Enzymen moeten soms in grote hoeveelheden aanwezig zijn, zodat een heel orgaan nodig is voor hun afscheiding. Dit geldt onder meer voor de spijsverteringsenzymen in de alvleesklier. De alvleesklier of pancreas maakt voornamelijk lipasen en peptidasen aan. Het is grotendeels verantwoordelijk voor de vertering van het voedsel dat uit de maag komt. Vetten en eiwitten worden afgebroken tot de afzonderlijke componenten. Het lichaam neemt de aminozuren, vetzuren, glycerine en glucose op die via de dunne darm worden gevormd. Bij ziekten van de alvleesklier treden grote spijsverteringsproblemen op met diarree, winderigheid en hevige buikpijn. Het ontbreken van vetafbraak kan leiden tot vette ontlasting.
Bij de acute vorm van ontsteking van de alvleesklier (pancreatitis) kan de alvleesklier zichzelf zelfs verteren met een fatale afloop.

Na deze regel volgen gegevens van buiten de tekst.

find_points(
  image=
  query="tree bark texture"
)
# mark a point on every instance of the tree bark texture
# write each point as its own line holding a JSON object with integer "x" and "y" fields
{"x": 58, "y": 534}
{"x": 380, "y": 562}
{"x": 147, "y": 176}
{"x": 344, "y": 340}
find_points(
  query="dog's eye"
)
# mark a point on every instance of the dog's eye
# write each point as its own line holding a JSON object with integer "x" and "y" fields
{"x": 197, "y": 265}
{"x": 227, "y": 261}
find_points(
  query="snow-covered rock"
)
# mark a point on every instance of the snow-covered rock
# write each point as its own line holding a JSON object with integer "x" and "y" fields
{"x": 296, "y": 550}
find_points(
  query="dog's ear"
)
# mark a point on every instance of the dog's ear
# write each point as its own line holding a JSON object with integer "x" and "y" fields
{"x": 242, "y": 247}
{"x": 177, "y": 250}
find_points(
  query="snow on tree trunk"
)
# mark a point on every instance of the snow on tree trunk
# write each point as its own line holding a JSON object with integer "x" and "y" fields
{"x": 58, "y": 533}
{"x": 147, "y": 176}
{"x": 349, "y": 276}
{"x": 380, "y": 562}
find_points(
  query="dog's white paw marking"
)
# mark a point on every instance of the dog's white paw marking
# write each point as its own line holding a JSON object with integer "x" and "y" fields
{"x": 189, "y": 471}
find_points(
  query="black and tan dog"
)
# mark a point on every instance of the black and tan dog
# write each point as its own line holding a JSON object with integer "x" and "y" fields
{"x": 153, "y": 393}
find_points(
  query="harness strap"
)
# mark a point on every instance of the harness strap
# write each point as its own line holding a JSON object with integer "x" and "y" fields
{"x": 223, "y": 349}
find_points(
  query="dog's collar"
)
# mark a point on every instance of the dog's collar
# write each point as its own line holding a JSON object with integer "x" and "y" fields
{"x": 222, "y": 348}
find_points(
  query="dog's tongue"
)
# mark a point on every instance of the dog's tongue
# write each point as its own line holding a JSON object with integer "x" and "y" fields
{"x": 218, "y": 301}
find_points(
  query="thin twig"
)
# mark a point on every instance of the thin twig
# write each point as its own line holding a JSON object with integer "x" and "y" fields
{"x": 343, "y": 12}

De vrije stroom van spijsverteringssappen in de dunne darm kan door verschillende oorzaken worden verstoord. Ze hopen zich op in de alvleesklier en lossen volledig op. Zelfs bij de chronische vormen van pancreatitis is er een constante gedeeltelijke oplossing.
Mitochondriopathieën zijn een ander voorbeeld van een ziekte met betrekking tot hydrolytische processen: door verstoringen in de ATP-synthese kunnen de energieleverende reacties van ATP naar ADP slechts in beperkte mate plaatsvinden. De mitochondriale ziekten uiten zich o.a. bij chronische vermoeidheid en zwakte.